The report estimates that taxpayers will have to shell out $32.6 trillion to support Sanders’s Canadian-style, single-payer medicare plan for all Americans.

Although the cost of administration and the price of drugs could decrease, the system would inevitably continue to grow in scope and expense as an increasing number of Americans opted to use the health care plan, the center says.

Sanders’s essentially wants to expand the current Medicare plan that is only available for seniors to the entire U.S. population in the same manner that Canada, the U.K. and Australia have done. Sanders has lauded the Canadian system as “innovative” even though recipients routinely wait from six months to a year for a plethora of operations, with many leaving the country to seek more immediate health care.

“Enacting something like ‘Medicare for all’ would be a transformative change in the size of the federal government,” writes Charles Blahous, the study’s author, who worked as a senior economic advisor to former President George W. Bush and thoroughly knows the social security and Medicare files.

Sanders was quick to rebut the study, suggesting the report was flawed because the center receives money from politically conservative Koch brothers.
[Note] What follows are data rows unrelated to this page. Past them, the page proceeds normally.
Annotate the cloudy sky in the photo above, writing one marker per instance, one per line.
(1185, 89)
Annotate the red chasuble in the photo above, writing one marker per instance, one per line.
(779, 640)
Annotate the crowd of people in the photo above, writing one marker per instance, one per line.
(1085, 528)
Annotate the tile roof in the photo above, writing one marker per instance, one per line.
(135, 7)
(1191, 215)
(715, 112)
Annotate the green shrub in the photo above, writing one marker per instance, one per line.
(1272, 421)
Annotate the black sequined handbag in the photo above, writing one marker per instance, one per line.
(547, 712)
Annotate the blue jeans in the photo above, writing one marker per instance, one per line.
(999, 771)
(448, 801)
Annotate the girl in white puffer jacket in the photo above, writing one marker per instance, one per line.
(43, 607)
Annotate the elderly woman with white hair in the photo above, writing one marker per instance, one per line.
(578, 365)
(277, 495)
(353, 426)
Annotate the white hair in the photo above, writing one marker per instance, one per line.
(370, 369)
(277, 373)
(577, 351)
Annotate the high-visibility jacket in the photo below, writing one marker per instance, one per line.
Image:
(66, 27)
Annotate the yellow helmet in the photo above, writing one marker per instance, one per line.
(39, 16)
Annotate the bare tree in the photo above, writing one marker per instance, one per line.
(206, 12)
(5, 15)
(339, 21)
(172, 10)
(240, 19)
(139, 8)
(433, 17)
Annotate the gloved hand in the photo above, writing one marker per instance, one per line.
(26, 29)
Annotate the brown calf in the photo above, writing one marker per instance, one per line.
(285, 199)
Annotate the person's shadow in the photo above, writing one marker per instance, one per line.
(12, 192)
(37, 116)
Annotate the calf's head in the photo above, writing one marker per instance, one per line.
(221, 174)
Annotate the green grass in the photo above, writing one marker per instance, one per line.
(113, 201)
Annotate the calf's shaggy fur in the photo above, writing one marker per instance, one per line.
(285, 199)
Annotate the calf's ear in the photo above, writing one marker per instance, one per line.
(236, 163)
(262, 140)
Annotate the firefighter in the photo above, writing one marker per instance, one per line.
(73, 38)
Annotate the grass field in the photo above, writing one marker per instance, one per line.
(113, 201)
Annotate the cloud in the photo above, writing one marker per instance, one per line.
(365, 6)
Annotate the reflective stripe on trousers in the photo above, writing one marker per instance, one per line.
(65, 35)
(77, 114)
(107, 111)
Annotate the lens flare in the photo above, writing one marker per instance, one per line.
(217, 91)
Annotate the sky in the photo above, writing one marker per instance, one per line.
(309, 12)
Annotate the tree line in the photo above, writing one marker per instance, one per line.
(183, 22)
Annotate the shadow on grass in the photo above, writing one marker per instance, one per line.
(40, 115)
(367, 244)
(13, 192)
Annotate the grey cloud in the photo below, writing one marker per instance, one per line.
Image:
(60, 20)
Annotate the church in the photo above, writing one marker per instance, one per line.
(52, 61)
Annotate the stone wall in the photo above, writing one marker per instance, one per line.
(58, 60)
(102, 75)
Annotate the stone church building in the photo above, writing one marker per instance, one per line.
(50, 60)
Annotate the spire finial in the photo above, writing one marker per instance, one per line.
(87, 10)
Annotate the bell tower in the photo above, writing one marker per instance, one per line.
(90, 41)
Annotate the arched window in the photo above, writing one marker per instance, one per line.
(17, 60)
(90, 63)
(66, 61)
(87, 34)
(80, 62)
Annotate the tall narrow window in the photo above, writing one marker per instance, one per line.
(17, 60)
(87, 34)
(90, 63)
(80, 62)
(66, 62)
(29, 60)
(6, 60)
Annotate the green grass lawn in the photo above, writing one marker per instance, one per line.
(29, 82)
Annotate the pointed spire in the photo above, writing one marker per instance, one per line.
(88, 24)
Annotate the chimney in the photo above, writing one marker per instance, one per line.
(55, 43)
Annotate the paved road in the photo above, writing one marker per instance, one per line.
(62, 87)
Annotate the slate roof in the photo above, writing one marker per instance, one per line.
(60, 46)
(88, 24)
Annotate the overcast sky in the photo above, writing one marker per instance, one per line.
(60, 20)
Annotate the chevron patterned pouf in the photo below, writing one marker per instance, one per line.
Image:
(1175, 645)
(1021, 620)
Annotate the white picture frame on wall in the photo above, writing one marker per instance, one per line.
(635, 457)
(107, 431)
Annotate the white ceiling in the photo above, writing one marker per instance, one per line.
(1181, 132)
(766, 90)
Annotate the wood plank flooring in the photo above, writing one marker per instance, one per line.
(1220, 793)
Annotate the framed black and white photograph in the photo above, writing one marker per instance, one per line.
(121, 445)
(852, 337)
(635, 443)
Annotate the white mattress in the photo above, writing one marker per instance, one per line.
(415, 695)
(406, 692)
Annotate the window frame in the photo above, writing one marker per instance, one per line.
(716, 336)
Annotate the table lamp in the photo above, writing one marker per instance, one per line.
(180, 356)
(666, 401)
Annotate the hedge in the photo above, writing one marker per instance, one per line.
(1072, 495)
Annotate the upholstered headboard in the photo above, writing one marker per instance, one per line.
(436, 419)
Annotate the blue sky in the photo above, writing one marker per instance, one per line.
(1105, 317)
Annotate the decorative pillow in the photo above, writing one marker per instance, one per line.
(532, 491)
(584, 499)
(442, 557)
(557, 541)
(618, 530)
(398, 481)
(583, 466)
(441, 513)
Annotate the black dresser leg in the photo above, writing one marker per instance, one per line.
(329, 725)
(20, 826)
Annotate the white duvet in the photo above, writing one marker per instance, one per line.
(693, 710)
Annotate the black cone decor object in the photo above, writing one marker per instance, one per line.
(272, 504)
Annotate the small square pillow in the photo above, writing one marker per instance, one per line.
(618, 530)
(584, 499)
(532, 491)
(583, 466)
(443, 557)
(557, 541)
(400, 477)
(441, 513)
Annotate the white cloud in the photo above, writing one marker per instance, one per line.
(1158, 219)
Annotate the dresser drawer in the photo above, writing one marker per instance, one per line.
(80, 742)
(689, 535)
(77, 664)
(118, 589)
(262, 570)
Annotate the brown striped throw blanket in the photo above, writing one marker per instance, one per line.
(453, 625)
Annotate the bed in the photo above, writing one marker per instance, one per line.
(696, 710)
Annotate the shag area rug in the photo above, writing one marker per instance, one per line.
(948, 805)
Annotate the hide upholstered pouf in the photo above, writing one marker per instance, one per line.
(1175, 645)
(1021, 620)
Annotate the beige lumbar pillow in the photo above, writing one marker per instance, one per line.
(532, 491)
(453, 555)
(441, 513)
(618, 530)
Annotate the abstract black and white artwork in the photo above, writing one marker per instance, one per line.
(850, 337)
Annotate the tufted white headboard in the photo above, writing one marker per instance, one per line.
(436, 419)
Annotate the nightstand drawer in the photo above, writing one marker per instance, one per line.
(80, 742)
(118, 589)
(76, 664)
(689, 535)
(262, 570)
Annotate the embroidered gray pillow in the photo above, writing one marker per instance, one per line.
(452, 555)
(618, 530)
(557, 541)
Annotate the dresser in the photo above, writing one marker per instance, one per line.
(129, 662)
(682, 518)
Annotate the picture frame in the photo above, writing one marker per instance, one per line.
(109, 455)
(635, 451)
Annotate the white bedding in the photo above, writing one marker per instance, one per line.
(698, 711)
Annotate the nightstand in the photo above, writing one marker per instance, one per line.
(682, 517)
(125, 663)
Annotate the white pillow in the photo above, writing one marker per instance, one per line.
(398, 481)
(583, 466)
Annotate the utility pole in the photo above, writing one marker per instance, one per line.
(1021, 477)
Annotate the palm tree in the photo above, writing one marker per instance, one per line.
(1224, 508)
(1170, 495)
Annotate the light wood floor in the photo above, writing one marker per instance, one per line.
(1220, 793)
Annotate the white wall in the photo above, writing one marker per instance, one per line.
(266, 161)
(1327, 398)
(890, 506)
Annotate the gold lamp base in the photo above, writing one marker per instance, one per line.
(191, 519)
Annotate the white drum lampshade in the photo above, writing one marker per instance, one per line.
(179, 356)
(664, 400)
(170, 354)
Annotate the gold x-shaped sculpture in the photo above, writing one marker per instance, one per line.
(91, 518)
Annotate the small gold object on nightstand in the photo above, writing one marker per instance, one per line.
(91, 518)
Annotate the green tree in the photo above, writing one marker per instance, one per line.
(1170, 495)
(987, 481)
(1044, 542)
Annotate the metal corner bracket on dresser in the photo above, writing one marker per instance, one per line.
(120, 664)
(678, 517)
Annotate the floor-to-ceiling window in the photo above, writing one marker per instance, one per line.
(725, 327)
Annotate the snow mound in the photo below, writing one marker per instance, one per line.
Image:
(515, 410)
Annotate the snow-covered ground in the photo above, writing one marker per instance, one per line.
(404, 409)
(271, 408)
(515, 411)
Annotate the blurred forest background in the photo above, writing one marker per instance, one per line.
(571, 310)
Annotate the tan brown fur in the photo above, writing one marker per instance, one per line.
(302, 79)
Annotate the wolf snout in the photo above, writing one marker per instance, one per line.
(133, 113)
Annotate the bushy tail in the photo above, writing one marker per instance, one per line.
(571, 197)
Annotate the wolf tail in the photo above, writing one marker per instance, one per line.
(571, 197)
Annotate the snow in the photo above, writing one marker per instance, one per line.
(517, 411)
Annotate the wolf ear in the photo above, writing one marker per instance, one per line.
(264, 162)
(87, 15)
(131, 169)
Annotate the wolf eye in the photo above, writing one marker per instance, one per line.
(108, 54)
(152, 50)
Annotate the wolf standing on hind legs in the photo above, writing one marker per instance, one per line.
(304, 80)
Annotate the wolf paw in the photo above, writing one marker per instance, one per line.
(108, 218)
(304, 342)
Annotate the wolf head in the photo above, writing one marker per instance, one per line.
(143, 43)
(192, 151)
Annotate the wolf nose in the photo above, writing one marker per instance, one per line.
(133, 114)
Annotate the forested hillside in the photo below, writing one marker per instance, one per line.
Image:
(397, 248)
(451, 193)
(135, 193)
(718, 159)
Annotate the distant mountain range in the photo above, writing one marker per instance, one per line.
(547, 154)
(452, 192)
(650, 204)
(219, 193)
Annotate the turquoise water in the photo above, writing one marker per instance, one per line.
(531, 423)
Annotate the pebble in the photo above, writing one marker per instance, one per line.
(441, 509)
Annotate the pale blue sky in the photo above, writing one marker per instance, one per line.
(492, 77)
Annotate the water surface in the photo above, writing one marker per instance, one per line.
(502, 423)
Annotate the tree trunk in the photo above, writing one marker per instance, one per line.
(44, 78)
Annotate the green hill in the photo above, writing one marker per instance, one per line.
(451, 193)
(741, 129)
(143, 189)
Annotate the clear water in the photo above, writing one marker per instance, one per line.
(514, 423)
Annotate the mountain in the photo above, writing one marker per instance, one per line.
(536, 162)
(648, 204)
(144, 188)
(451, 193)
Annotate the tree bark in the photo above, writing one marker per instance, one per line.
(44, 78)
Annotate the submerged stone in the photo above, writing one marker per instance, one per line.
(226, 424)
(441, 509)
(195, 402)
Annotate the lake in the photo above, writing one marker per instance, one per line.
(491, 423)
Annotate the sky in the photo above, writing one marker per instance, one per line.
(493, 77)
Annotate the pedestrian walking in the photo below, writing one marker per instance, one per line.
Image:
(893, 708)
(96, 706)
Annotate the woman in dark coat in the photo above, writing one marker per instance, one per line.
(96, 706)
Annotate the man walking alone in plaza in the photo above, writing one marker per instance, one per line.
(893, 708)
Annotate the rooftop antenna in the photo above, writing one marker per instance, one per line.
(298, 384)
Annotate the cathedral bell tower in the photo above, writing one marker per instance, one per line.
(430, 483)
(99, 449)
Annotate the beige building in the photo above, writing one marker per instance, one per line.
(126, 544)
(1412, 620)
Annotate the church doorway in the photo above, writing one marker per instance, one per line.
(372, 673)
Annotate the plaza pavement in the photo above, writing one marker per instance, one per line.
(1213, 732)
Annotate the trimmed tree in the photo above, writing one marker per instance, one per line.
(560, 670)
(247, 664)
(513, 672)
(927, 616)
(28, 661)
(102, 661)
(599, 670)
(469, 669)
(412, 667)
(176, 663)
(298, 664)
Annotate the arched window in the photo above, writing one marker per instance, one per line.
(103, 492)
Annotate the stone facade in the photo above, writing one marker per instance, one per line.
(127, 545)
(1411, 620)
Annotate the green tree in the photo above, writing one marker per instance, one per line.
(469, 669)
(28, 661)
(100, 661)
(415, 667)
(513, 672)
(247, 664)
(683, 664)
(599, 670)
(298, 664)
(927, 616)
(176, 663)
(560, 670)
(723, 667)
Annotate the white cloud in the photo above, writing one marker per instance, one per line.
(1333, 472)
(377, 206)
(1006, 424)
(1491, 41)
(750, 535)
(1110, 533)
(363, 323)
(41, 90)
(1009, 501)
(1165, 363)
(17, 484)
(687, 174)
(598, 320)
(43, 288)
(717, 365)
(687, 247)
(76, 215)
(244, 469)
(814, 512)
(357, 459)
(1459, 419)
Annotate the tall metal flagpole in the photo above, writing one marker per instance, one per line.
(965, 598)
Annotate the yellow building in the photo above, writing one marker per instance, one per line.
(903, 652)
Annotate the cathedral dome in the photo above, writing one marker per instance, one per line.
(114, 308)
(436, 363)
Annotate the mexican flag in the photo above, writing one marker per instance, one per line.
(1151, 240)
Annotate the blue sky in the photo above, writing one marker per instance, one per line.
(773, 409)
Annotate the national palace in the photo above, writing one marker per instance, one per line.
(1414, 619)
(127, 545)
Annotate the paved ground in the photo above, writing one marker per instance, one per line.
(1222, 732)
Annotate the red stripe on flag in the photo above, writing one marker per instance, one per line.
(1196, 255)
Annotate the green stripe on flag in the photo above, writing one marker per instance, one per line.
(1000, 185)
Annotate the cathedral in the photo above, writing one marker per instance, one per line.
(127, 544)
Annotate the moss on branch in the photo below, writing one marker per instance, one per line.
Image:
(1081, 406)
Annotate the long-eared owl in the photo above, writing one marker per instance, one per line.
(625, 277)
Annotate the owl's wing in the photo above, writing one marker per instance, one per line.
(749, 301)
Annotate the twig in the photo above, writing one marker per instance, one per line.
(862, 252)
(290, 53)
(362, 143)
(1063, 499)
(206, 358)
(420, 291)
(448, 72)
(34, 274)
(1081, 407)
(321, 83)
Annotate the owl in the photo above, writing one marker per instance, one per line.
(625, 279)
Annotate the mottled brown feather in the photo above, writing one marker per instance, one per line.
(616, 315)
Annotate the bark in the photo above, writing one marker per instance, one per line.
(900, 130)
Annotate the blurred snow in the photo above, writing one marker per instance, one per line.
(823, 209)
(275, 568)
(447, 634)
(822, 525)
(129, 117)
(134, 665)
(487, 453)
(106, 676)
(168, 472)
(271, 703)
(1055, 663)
“If every major country on earth can guarantee health care to all, and achieve better health outcomes, while spending substantially less per capita than we do, it is absurd for anyone to suggest that the United States cannot do the same,” reads a statement from Sanders. “This grossly misleading and biased report is the Koch brothers response to the growing support in our country for a ‘Medicare for all’ program.”

Sanders’ office admitted to AP that it could not produce its own fiscal assessment for its Medicare plan as it has not completed one.